21.06.2011

Linz09-Schulprojekte gehen in die Verlängerung

Linz (APA) - Mehrere im Kulturhauptstadtjahr 2009 initiierte Schulprojekte haben seither eine Fortsetzung gefunden. 2011/12 geht das größte von ihnen, "I like to move it, move it", in die Verlängerung. Die pädagogischen Leiter Erwin Dorn und Ingrid Rathner haben mittlerweile den Verein "Kukusch" (Kunst und Kultur an Schulen) gegründet und arbeiten auf dem von Linz09 aufbereiteten Boden weiter. "Uns geht es nicht um das Behübschen des Schulalltags, sondern um das Wertschätzen der Jugendlichen und um eine gewisse Irritation", so die Organisatoren im APA-Gespräch.

 

   Unter dem Titel "I like to move ist, move it" haben über 2.000 Jugendliche und 700 Lehrer in rund 90 oberösterreichischen Schulen mit professionellen Künstlerteams eigene Arbeiten auf die Beine gestellt. Mit den Restmitteln soll die Initiative nun - wenn auch in stark verkleinerter Form mit einer einstelligen Anzahl von Klassen - weitergehen.

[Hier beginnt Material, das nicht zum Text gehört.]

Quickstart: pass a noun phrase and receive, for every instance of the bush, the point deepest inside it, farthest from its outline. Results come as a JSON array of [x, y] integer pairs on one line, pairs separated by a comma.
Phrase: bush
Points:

Die Grundidee des Projektes orientiert sich bewusst nicht am klassischen Schultheater. Stattdessen stellten ganze Klassen im Rahmen des regulären Unterrichts selbst eine Performance auf die Beine - ohne Vorgaben und ohne den Druck, ein bestimmtes "Produkt" abliefern zu müssen.

 

   "Kulturwochen" als Alternative zu Skikursen?

 

   Das Prinzip, dass immer eine ganze Klasse gemeinsam arbeitet und nicht nur ein Kreis von Interessierten, sei vom "System Schule" zwar nicht selten umgangen worden, bilanzieren Dorn und Rathner. Meist habe man aber sehr gute Erfahrungen gemacht. Viele Schulen hätten danach eigenständige Ideen entwickelt. "Oberösterreich hat eine gute Basis, was Kultur in Schulen angeht", so Dorn. Dennoch wünscht er sich noch mehr Platz für Kreatives und regt "Kulturwochen" beispielsweise statt Skikursen oder Schullandwochen an.

 

   Aktuell betreut Kukusch acht Projekte, mit denen der Verein bisher alle Schultypen außer den Berufsschulen ansprechen konnte - letztere sollen aber nächstes Jahr folgen. Im Rahmen der "Blickgedichte" beispielsweise haben Linzer Volksschüler Motive in ihrer Heimatstadt fotografiert und sie mit Zweizeilern versehen.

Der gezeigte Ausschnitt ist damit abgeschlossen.